The new car paint Lexus spent 15 years creating

Date: 17/10/2017
Categories: Other news

Lexus has launched a new colour called Structural Blue – after spending a staggering 15 years developing the paint technology behind it. But it won't be coming to high-volume Lexus any time soon: painting cars with it is so complex, only two Structural Blue cars a day can be made.

The firm has been working for the past decade and a half with a specialist company in California to invent the new paint. VIAVI Solutions Inc is an expert in thin-film optical coatings, and has helped Lexus take the Structural Blue colour into production.

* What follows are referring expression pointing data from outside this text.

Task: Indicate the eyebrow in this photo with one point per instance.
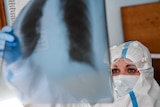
(128, 65)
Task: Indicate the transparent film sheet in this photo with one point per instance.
(64, 45)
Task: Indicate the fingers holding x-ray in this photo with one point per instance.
(9, 45)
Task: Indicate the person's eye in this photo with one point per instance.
(132, 70)
(115, 70)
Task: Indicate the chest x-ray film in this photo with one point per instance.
(67, 41)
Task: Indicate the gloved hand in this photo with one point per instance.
(10, 49)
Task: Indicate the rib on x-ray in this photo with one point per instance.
(67, 41)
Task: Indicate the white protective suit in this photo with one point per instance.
(146, 92)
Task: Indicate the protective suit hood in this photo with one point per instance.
(146, 85)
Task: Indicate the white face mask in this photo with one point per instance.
(123, 84)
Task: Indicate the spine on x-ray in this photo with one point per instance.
(12, 9)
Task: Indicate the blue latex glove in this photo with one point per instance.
(9, 45)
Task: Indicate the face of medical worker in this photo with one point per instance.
(124, 67)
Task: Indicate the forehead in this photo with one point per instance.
(123, 62)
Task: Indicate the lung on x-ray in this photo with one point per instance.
(67, 40)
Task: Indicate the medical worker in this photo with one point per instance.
(133, 76)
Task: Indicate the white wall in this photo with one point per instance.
(114, 18)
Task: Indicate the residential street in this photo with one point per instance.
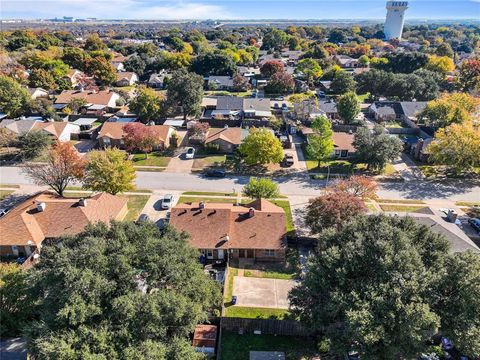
(295, 185)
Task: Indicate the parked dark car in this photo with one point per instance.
(288, 160)
(215, 173)
(475, 223)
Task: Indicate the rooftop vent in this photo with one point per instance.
(41, 206)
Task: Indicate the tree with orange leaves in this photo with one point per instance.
(139, 137)
(64, 165)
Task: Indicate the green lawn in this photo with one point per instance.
(213, 160)
(135, 205)
(399, 201)
(154, 159)
(238, 347)
(256, 313)
(5, 193)
(208, 193)
(336, 167)
(13, 186)
(402, 208)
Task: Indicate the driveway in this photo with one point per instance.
(153, 207)
(260, 292)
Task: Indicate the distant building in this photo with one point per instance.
(395, 19)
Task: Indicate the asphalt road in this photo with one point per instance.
(294, 185)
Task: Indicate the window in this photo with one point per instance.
(269, 253)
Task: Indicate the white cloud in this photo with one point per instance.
(118, 9)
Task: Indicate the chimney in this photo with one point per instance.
(41, 206)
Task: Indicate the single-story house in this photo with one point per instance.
(36, 93)
(58, 130)
(239, 108)
(220, 82)
(104, 98)
(47, 216)
(205, 339)
(404, 111)
(227, 139)
(253, 231)
(74, 76)
(342, 143)
(126, 79)
(111, 134)
(156, 80)
(346, 62)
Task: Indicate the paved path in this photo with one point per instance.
(293, 185)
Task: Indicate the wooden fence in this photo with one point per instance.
(266, 326)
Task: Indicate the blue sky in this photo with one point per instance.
(234, 9)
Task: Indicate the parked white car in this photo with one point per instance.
(190, 153)
(167, 201)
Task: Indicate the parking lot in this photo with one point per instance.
(260, 292)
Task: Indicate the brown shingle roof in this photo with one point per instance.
(114, 130)
(230, 135)
(97, 98)
(343, 141)
(210, 226)
(61, 217)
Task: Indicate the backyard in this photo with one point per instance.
(238, 347)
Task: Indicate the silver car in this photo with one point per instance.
(167, 201)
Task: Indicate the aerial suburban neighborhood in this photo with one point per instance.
(240, 188)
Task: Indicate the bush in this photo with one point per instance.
(211, 148)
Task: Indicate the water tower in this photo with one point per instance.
(395, 19)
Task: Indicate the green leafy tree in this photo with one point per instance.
(261, 147)
(42, 78)
(15, 303)
(459, 302)
(280, 83)
(147, 104)
(137, 293)
(309, 69)
(186, 91)
(369, 287)
(274, 39)
(33, 144)
(375, 147)
(320, 144)
(14, 99)
(94, 43)
(261, 188)
(348, 107)
(342, 83)
(214, 64)
(76, 58)
(109, 170)
(457, 146)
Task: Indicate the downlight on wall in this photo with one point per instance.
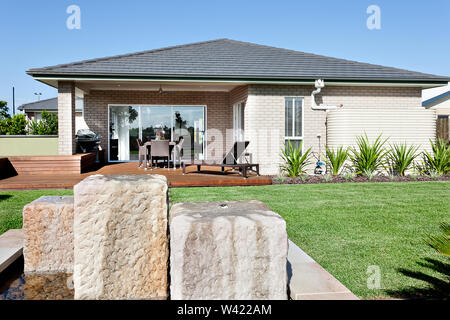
(319, 84)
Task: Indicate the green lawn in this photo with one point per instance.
(344, 227)
(348, 227)
(12, 202)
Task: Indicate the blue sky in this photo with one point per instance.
(414, 35)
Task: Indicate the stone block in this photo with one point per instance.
(48, 235)
(120, 237)
(227, 250)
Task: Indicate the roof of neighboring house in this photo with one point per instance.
(438, 97)
(230, 59)
(47, 104)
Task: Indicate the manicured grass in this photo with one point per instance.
(344, 227)
(12, 202)
(349, 227)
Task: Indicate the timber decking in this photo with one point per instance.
(52, 165)
(212, 177)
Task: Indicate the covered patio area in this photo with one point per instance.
(207, 178)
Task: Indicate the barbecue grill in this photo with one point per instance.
(88, 141)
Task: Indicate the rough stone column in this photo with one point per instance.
(66, 118)
(227, 250)
(120, 237)
(48, 231)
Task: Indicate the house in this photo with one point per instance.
(33, 110)
(438, 99)
(217, 92)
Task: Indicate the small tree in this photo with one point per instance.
(14, 126)
(47, 126)
(4, 110)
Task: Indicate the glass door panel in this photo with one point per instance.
(189, 123)
(124, 130)
(127, 123)
(156, 123)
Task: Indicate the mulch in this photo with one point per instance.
(314, 179)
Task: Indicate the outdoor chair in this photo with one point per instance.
(159, 149)
(230, 160)
(143, 153)
(178, 152)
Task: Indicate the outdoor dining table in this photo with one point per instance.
(172, 144)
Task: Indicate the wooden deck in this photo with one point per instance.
(212, 177)
(51, 165)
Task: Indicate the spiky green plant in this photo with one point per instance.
(368, 157)
(401, 157)
(439, 159)
(348, 175)
(295, 161)
(336, 159)
(441, 243)
(304, 177)
(369, 174)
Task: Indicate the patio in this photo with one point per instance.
(210, 176)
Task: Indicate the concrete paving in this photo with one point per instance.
(309, 281)
(11, 247)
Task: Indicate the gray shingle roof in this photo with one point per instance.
(47, 104)
(226, 58)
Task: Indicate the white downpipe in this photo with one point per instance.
(319, 84)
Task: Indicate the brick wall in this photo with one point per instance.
(219, 114)
(66, 118)
(264, 114)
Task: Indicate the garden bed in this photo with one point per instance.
(314, 179)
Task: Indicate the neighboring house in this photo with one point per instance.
(438, 99)
(33, 110)
(223, 90)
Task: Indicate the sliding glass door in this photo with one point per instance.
(127, 123)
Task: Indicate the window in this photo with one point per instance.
(293, 121)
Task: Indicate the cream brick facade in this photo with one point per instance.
(66, 118)
(263, 116)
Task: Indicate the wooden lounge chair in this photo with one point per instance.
(230, 160)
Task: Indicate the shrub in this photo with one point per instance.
(336, 159)
(281, 178)
(294, 161)
(13, 126)
(304, 177)
(439, 160)
(348, 175)
(368, 157)
(369, 174)
(400, 158)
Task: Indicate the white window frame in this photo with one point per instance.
(299, 138)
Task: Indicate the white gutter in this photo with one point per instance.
(319, 84)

Originally shown as a concept, the first iteration of the colour was made up of no fewer than 40 layers. The two companies reduced this down to seven layers, which are applied in a 12-step process that involves a mighty 20 individual quality inspections. Hence the limited daily production volume out of Lexus' Motomachi, Japan factory. It's launching on special edition LC Structural Blue editions. A butterfly inspired it, says Lexus. The Morpho butterfly has, at least to the human eye, deep and shimmering blue wings – although they're actually colourless: a lattice on the surface of the wings distorts light to make them appear blue. To replicate this, Lexus applies paint containing ultra-fine nano-structures in 15-micrometre layers. Normal metallic paint pigments reflect barely 50 percent of visible blue light: the ones in the new Structural Blue colour reflect almost 100 percent. Each car carries 300 grammes of paint pigment: within this like 300 bullion pigment flakes… But if you're thinking that, actually, it doesn't look all that impressive in the images, rest assured: Lexus adds that "it is designed to work on the eye rather than on a camera lens". We'll thus have to take the firm's word for it that its 15-year labour was not in vain.